7. Suppose that you live in a society in which everyone believes that the earth stands still, with the sun, the moon, and the stars revolving around it in predictable, if sometimes complex, orbits. You object, “You’re all wrong: The earth revolves around the sun.” No one agrees with you. Indeed, they think that you’re insane because anyone can feel that the earth doesn’t move at all, and you can see the sun, moon, and stars move. Who’s right? Is it really possible that only you know the truth and everyone else is wrong?

8. “Life is but a dream,” says an old popular song. Suppose the thought were to occur to you (as it will in a philosophy class) that it is possible, or at least conceivable, that you are just dreaming at this moment, that you are still asleep in bed, dreaming about reading a philosophy book. How would you prove to yourself that this is not true, that you are indeed awake? (Pinching yourself won’t do it. Why not?)

9. Describe yourself as if you were a character in a story. Describe your gestures, habits, personality traits, and characteristic word phrases. What kind of a person do you turn out to be? Do you like the person you have just described? What do you like—and dislike—about yourself?

10. Explain who (what) you are to a visitor from another planet.

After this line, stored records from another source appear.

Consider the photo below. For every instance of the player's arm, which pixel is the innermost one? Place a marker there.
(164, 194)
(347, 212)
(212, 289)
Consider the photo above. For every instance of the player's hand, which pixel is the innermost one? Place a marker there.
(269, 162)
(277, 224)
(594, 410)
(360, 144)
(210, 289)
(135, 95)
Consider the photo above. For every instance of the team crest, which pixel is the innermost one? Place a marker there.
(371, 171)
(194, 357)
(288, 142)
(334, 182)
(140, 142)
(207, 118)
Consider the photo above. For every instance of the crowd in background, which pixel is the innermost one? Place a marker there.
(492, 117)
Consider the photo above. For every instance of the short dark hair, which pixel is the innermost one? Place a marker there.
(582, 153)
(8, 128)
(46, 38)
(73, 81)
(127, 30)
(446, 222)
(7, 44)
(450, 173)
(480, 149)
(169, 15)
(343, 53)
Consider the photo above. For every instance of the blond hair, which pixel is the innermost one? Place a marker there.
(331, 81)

11. We have developed a machine, a box with some electrodes and a life-support system, which we call the “happiness box.” If you get in the box, you will experience a powerfully pleasant sensation, which will continue indefinitely with just enough variation to keep you from getting too used to it. We invite you to try it. If you decide to do so, you can get out of the box any time you want to; but perhaps we should tell you that no one, once they have gotten into the happiness box, has ever wanted to get out of it. After ten hours or so, we hook up the life-support system, and people spend their lifetimes there. Of course, they never do anything else, so their bodies tend to resemble half-filled water beds after a few years because of the lack of exercise. But that never bothers them either. Now, it’s your decision: Would you like to step into the happiness box? Why or why not?

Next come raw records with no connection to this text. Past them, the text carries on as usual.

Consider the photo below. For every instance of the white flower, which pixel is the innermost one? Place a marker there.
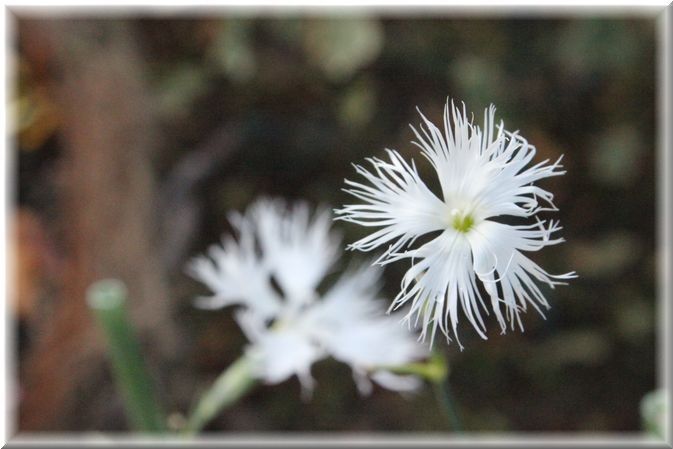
(484, 175)
(289, 325)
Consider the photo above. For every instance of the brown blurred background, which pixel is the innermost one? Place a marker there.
(136, 135)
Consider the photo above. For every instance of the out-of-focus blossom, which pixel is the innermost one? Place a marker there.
(273, 270)
(484, 175)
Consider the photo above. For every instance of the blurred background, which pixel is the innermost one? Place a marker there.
(135, 136)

12. Will a good person (one who does no evil and does everything he or she is supposed to do) necessarily be happy, too? In other words, do you believe that life is ultimately fair? Will a wicked person surely suffer, at least in the long run? (If not, why should anyone bother trying to be good?)

13. Do you believe that it is wrong to take a life under any circumstances? Any life?

14. Have you ever made a decision that was entirely your own, that was no one’s responsibility but yours? (That is, it was not because of the way your parents raised you, not because of the influence of your friends or television or books or movies, not because you were in any way forced into it or unduly influenced by someone or by certain circumstances.)

15. Is freedom always a good thing?

16. Do you want to have children? If so, why?